For our final prototype assignment for our CAGD 170 Game development Assignment, we were to choose partners and create a game. We had total freedom with this assignment and had the ability to choose any game genre and make any type of game we decided to do.
After pitches were made, I went up to my teammate to help make the game idea he pitched. He pitched an idea for a trivia game about sailing. I liked the idea because I love sea trivia such as pirates, myths, and viking trivia. So we decided to go with that game idea. We named our game “Sink or Sail!”
At first, the game was simply players being asked trivia questions on index cards, with the possible 4 answers on the index card and the answer on the back. We never intended to use this method for the final result, we were just using the index cards to gauge if the questions were too hard, too easy, or too niche for players to understand.
We decided that just asking questions wasn’t engaging enough for players. So we decided to do a “dual-screen” concept, similar to a Wii U. We decided to have an electronic screen that has the Questions and Answers, and as a second screen, a board that players can either move up or down. When players get questions right, they move up, and when they get questions wrong, they move down.

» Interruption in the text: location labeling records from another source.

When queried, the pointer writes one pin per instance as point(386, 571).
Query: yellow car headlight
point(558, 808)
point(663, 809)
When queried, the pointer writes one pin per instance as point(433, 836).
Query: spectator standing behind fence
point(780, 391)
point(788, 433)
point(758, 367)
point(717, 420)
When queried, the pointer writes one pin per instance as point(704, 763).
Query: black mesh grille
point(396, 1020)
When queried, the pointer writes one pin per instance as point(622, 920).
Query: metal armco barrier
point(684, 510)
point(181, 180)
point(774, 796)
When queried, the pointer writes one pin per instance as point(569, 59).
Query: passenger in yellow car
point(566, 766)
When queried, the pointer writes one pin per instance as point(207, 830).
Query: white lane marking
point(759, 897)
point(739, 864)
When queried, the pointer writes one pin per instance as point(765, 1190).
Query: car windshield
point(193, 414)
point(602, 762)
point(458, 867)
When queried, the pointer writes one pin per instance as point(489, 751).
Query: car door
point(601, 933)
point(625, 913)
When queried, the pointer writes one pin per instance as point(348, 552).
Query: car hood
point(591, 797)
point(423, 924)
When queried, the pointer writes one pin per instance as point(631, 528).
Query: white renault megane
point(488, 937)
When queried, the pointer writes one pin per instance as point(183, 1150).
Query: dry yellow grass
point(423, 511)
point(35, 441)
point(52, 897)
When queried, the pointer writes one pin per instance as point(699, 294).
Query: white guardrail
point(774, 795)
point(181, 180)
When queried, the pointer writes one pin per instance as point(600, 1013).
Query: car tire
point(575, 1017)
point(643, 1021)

I was in charge of the first, electronic screen and my teammate created the amazing second screen. This made players much more receptive to the game, as the game was not simply a trivia game anymore. The board game element helped players become more invested, and gave them more incentive to answer smartly.
With the board element, we made it so if players give correct answers they can move up the board. When moving up, players can receive positive bonuses at certain spaces they can hold onto and use on certain questions, such as being able to call a friend, ask a game master, ask Google, etc. However, moving down the board would cause players to receive negative bonuses such as being forced to answer the next question.
This gave players incentive to answer correctly and also gave them incentive to not answer frivolously, as there was punishment for answering incorrectly.
We had about 26 people play test our game. 23 of the play testers were college aged CAGD majors. About 60% of players were men and 40% were women. On average, reviews were positive, however some felt that questions were too hard, or that the game dragged on for too long.
To combat this, we either trimmed or cut questions players had the most problems with. We also embedded a 30 second timer in order to cut our playtime from an average of 15-20 minutes to 7 minutes. This worked much better, as trivia games on average do not work with extremely long play times.
I learned from this game assignment that the more enthusiasm you put into your game, the more players will respond positively to your game. I think players had fun, even though the game was a trivia game about subject matter not many players knew much about, because my group mate and I kept the game fast paced and had an upbeat attitude.